Nozikaa ralentit et se mit à marcher à reculons.

— Sérieusement ? Sérieusement, tu n'es même pas au courant de ça ? Ça, c'est vraiment stupide ! Enfin, j'imagine que ça te concerne pas vraiment, avec tes oreilles toutes déformées.

— Alors, qu'est-ce qu'elle faisait ?

— Elle parlait avec mon père. Tu sais, la communication à distance.

— Vous pouvez parler par la pensée ?

Isabella avait du mal à la croire.

— Oui, bien sûr.

— Et toi, tu peux le faire ?

— Non. Pas encore (elle soupira). On l'apprend seulement à l'école supérieure.

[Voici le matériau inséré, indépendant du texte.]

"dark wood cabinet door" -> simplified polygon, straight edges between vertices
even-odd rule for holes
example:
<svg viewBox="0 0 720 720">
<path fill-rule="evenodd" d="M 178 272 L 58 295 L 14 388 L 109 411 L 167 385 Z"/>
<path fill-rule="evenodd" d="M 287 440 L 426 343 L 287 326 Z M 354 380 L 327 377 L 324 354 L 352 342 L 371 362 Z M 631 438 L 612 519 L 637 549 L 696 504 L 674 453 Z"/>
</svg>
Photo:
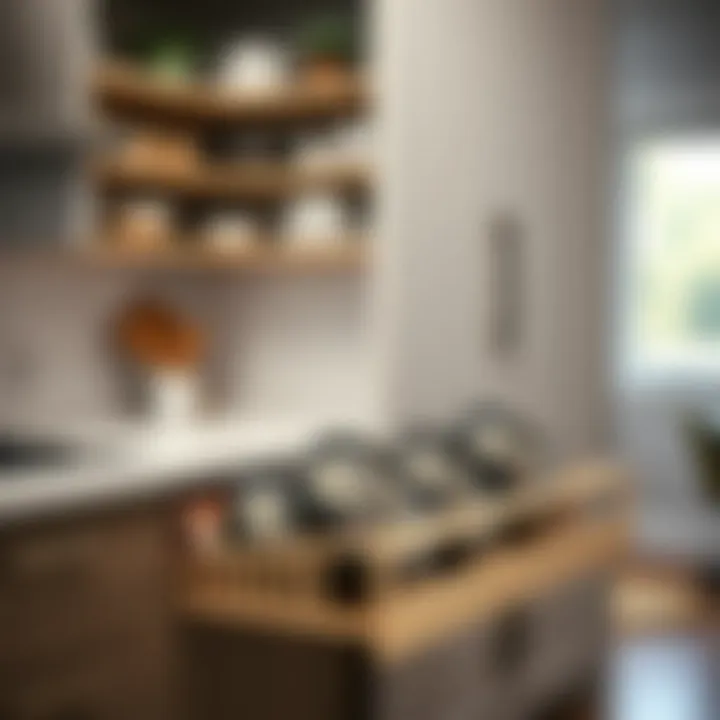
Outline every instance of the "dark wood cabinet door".
<svg viewBox="0 0 720 720">
<path fill-rule="evenodd" d="M 173 670 L 169 514 L 0 537 L 0 720 L 165 720 Z"/>
</svg>

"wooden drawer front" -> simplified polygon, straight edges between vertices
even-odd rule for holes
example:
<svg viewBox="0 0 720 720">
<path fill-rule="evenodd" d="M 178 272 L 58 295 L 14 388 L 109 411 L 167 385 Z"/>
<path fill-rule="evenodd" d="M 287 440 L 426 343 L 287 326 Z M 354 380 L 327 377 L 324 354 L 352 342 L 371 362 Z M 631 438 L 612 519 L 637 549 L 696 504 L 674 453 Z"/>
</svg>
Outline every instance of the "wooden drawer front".
<svg viewBox="0 0 720 720">
<path fill-rule="evenodd" d="M 19 670 L 162 622 L 163 533 L 148 517 L 13 538 L 0 560 L 0 663 Z"/>
</svg>

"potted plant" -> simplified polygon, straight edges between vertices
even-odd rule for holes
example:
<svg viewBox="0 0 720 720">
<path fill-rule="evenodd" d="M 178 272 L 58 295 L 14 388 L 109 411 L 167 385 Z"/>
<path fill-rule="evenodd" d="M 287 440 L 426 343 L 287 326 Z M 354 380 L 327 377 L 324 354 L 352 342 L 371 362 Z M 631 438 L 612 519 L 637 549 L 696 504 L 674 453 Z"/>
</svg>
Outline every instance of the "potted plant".
<svg viewBox="0 0 720 720">
<path fill-rule="evenodd" d="M 319 16 L 300 28 L 297 39 L 300 77 L 317 89 L 346 87 L 357 56 L 353 24 L 335 15 Z"/>
</svg>

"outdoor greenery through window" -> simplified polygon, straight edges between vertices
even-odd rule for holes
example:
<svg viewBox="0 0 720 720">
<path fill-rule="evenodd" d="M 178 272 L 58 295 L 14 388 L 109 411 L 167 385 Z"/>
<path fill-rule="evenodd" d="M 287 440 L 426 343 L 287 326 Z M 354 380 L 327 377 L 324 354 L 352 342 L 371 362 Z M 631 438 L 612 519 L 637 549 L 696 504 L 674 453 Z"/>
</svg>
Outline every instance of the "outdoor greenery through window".
<svg viewBox="0 0 720 720">
<path fill-rule="evenodd" d="M 630 362 L 720 373 L 720 140 L 645 144 L 633 180 Z"/>
</svg>

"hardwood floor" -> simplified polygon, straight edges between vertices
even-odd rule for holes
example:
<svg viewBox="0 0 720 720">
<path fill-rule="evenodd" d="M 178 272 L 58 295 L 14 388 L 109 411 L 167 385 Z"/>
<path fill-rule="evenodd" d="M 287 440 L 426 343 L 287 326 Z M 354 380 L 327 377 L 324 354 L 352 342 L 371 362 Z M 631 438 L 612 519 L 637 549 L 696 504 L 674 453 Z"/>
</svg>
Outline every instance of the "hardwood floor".
<svg viewBox="0 0 720 720">
<path fill-rule="evenodd" d="M 720 638 L 635 638 L 613 658 L 608 720 L 720 718 Z"/>
<path fill-rule="evenodd" d="M 720 719 L 720 607 L 688 568 L 632 568 L 617 594 L 607 720 Z"/>
</svg>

— Et quand est-ce que tu iras à l'école supérieure ?

— Quand j'aurais cinquante-cinq ans.

— Quand tu auras quoi ? demanda Isabella, qui crut dans un premier temps qu'elle avait mal entendu.

Mais Nozikaa venait de se retourner, juste à temps pour prendre un couloir perpendiculaire. Isabella commençait à comprendre que les Nartiz vivaient beaucoup plus longtemps que les humains. Elle s'interrogea sur le nombre d'années qu'elle - Isabella - était supposée vivre, étant donné qu'elle était un peu des deux.

Nozikaa ouvrit enfin une porte. C'était une porte massive, lourde, avec des gravures et des dorures. Isabella fit un pas dans la chambre.

Voilà une porte qui reflète parfaitement ce qu'elle dissimule, songea-t-elle aussitôt.

La pièce n'était pas aussi grande que la pièce à vivre un étage plus bas, mais elle faisait au moins trois fois la taille de sa propre chambre au manoir. Isabella remarqua, dans l'angle du fond à gauche, une large fenêtre qui s'étendait de quelques centimètres au-dessus du sol jusqu'au plafond. La fenêtre donnait sur la rue qu'elle venait de descendre - deux fois d'affilée -, encore pleine de monde. Au loin, derrière le trou que formait la Grande Place, les tours du Palais s'élançaient dans le ciel baigné d'une lumière orangée.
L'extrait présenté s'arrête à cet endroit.